Natalie Rupnow, the girl accused in the Wisconsin school deaths, is one of the few female mass shooting suspects

Natalie Rupnow, the girl accused in the Wisconsin school deaths, is one of the few female mass shooting suspects

The fatal shooting of a student and a teacher at a private Christian school in Wisconsin on Monday came as a shock even to a nation jaded by the horror of repeated school massacres.

The suspect, Natalie Rupnow, who police say killed herself in the rampage, was only 15 years old – but even more surprising was that she was a girl. Mass shootings by women are vanishingly rare.

Of the 441 mass shootings in the United States from 1966 to 2022, only 4.3% were carried out by women, according to research from the Rockefeller Institute of Government, a think tank.

According to an open source database maintained by Mother Jones, there have only been four cases since 1982, plus two in which women acted in partnership with a man.

In 2006, 44-year-old postal worker Jennifer Sanmarco killed seven people and then herself at a postal facility in Santa Barbara, inspired by what she believed was a conspiracy against her. Despite a long history of mental illness — she was placed on disability retirement in 2003 for psychological reasons — she was able to easily purchase a Smith & Wesson 9mm pistol after a routine background check.

In 2014, former tribal chairwoman Cherie Lash Rhoades, then 44, opened fire at the Cedarville Rancheria Tribal Office in the remote northern California town of Alturas, killing four people and seriously injuring two others. The shooting occurred during a hearing on their planned eviction from a property on tribal lands.

The dead included Rhoades’ 50-year-old brother Rurik Davies, 30-year-old nephew Glenn Calonicco and 19-year-old niece Angel Penn, who was holding her newborn baby when she was shot. The child was unharmed, a court heard.

Rhoades was sentenced to death in 2017 and remains one of fewer than 50 women on death row.

Rite Aid distribution center employee Snochia Moseley, 26, killed three people and injured three others at her workplace in Aberdeen, Maryland, before taking her own life in 2018. She had a history of mental illness, but her 9mm pistol was legally owned.

Another shooting was carried out by 28-year-old Audrey Hale, who killed six people, including three children, at a Christian school in Nashville last year and was shot by responding police officers. Police later said Hale identified as transgender and used the pronouns “he/him.”

In 2018, 38-year-old Nasim Aghdam of San Diego opened fire at YouTube headquarters in San Bruno, California.

The American and Iranian injured three people, one of them critically, before taking her own life.

Her confused family said she became angry at the video platform over policies they said were an attempt to “discriminate” against her, reduce views of her animal rights videos and prevent her from making money from them.
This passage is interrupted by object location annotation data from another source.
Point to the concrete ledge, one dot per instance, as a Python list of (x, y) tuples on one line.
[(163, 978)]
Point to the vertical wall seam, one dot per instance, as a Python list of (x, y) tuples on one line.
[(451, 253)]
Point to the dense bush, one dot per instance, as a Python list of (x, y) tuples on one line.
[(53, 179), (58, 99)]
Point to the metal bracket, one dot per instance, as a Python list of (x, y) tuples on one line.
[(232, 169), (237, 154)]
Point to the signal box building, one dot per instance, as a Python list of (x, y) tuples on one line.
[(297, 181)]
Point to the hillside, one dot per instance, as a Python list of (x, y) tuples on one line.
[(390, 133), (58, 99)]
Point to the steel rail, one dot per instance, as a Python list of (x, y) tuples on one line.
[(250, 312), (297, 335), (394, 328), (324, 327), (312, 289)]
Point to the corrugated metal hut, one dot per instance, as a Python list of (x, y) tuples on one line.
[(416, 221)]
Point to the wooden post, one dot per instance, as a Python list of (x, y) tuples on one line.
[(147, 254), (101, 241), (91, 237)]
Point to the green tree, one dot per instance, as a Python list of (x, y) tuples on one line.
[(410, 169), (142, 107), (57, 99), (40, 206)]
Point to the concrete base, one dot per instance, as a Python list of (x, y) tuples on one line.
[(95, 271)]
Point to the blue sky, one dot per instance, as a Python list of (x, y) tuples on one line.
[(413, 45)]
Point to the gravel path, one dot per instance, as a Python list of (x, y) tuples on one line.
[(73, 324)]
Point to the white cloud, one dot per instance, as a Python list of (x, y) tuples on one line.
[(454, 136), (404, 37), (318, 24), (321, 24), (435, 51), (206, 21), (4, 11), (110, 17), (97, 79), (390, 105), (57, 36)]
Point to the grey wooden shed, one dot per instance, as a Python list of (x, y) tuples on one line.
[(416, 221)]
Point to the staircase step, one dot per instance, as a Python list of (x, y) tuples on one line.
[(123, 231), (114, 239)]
She legally purchased the Smith & Wesson 9mm semi-automatic pistol, police said.

A “deeply male act”

Women’s rights activists say the preponderance of men as perpetrators in violent shootings is inextricably linked to statistics showing that the victims are typically women.

A 2019 California Law Review study called mass shootings a “deeply male act,” pointing out that many of the victims of violent and fatal crime in the U.S. are women and are linked to a broader pattern of domestic violence and ideological misogyny .

“Even when mass shootings involve neighbors, strangers and police, women and children overwhelmingly pay the price,” the study says.

The study cited research from the campaign group Everytown for Gun Safety that showed that of the 57% of mass shootings involving an intimate partner or other family member, 64% of the victims were women and children.